A few years ago, I represented a law professor in his quest for relief after purchasing life insurance policies on the terminally immortal. The defendant/respondent life insurance/investment-advisory Representative encouraged the good professor to liquidate hundreds of thousands of dollars in mutual funds and to invest those funds in to “viaticals,” in addition to an ever-rotating team of variable annuities. And like a school kid in February, the Representative moved from one RIA to another, spreading an influenza-like strain of failure-to-supervise liability.
It wasn't too long ago that I followed with fascination the story of the untimely death of the mother-in-law of the former CEO of life insurance company Conseco, Inc. The beneficiary of a $15 million life insurance policy on the elderly woman--whose body was found in a bath tub in 2008--was a company owned by a young male companion whose company she shared on the night of her death. The woman's family has brought a federal lawsuit against the policy issuer – American International Group. The Wall Street Journal covered the story with a page-one article in April of last year as well as a follow up article in October of 2010.

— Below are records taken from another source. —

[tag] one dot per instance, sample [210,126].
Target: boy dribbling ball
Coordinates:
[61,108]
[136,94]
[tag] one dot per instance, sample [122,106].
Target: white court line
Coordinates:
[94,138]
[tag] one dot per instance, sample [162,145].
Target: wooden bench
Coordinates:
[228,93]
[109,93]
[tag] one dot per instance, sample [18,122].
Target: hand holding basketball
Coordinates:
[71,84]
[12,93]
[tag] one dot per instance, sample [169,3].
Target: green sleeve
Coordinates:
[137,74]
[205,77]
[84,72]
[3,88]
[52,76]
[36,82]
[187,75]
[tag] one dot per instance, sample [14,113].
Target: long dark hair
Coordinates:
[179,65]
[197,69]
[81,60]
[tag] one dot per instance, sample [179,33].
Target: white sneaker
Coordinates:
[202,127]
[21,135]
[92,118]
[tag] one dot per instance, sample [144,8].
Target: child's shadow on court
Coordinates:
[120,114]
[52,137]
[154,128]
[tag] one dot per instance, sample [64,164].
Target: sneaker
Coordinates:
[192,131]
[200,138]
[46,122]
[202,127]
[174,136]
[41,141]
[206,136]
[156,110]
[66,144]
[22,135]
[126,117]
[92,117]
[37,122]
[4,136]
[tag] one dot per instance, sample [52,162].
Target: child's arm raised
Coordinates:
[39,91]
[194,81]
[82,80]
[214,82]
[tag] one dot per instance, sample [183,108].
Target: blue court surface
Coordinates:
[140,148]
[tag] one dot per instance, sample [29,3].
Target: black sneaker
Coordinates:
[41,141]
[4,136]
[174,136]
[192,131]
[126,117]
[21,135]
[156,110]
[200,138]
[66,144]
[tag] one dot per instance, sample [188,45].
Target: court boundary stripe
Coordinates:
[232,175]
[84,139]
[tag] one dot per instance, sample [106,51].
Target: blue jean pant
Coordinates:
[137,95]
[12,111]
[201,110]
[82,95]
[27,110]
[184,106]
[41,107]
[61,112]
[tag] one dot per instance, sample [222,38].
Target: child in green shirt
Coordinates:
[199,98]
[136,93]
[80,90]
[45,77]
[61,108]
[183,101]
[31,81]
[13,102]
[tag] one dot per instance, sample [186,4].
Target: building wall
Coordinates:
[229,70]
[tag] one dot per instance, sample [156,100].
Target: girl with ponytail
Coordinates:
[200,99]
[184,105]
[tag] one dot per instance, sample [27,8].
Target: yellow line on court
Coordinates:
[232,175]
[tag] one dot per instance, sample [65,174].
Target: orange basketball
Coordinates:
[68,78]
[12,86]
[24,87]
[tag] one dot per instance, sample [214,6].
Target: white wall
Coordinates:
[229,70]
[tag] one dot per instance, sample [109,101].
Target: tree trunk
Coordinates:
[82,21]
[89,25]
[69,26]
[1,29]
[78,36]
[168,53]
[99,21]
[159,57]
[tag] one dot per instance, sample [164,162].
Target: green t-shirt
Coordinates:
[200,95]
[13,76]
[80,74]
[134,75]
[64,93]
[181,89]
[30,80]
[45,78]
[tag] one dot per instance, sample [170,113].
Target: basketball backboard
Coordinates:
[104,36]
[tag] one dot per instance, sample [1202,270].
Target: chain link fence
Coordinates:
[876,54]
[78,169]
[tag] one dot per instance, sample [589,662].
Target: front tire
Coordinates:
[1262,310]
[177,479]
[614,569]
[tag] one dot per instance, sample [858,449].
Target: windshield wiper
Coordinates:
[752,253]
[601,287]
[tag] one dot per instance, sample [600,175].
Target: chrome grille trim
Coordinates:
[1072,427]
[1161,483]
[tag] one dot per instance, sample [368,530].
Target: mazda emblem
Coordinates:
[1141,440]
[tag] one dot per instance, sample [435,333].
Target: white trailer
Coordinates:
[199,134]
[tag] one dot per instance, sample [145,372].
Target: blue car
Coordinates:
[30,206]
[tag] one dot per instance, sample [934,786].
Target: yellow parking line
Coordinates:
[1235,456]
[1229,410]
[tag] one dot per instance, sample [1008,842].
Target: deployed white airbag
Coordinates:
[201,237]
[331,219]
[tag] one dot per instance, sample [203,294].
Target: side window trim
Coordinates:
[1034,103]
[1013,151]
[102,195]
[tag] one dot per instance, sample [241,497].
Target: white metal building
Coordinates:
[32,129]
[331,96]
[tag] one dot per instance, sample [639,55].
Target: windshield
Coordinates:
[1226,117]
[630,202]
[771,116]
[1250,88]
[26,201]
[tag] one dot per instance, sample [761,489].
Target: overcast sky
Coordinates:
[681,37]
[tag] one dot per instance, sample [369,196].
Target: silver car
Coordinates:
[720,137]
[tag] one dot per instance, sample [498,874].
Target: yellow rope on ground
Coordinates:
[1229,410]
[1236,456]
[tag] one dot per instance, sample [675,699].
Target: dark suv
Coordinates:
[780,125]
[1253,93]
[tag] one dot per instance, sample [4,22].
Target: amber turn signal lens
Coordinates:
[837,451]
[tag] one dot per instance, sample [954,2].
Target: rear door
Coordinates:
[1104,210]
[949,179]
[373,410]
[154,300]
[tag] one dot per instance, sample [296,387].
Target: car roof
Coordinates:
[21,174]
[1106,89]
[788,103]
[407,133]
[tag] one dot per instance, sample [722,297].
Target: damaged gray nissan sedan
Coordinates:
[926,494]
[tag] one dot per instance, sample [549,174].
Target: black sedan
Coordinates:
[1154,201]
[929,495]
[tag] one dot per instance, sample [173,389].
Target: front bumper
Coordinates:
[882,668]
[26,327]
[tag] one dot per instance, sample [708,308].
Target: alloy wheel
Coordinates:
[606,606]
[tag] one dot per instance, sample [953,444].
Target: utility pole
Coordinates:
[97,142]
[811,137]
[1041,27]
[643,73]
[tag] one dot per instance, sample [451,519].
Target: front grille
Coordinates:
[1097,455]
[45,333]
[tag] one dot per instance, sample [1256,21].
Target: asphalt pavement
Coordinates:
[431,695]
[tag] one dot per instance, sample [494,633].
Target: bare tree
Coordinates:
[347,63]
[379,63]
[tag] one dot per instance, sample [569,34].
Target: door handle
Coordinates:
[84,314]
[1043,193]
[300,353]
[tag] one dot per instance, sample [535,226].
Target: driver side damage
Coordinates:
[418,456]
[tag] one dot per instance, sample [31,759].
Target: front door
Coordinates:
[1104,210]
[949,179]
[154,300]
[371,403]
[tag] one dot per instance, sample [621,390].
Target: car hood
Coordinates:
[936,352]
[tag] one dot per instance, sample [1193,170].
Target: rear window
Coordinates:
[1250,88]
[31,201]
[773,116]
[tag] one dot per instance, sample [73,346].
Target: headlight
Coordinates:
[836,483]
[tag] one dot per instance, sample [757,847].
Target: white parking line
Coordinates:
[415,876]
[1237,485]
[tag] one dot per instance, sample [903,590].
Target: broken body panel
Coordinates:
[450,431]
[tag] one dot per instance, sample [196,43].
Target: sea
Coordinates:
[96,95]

In the viatical case I handled, the purchaser of the policy in the secondary market suffered from ongoing premium payments years beyond those estimated in fraudulent life-expectancy documentation provided at the time of purchase. The fraudulent medicals went hand-in-hand with negligent, if not deceptive investment advice. Securities regulators prone to ADD symptomology fixated their fickle eyes upon “viaticals” back in the late 1990's and the first few years of this decade. At the time, viaticals structured upon policies insuring the lives of those suffering from – and unexpectedly still living with – AIDS was the focus on the passing scrutiny. But, in recent months it has been the issuers of the policies that that have brought legal actions, claiming that their underwriters were defrauded with applications failing to disclose a secondary-market purpose.
In the most recent iteration of the litigation fall-out, the insureds themselves are bringing legal actions. Yesterday's Wall Street Journal provided us with an example. Bruce Porter claims that his insurance agent defrauded him with false promises regarding the marketability of a policy on Mr. Porter's life, the premiums for which were being financed by a trust funded by a bank loan Mr. Porter allegedly guaranteed without his knowledge.
I just recently settled a case in which my client was assured that the 20 years of $118,000 annual premiums on a variable whole life policy would be satisfied in their entirety with the cash value of the policy. Not so much.
Most observers attribute the recent uptick of litigation in this area to the market woes of the last three years. I , for one, am unsure that there was actually any abatement in the litigation or finger pointing in this murky area of the already murky “insurance-as-investment” market.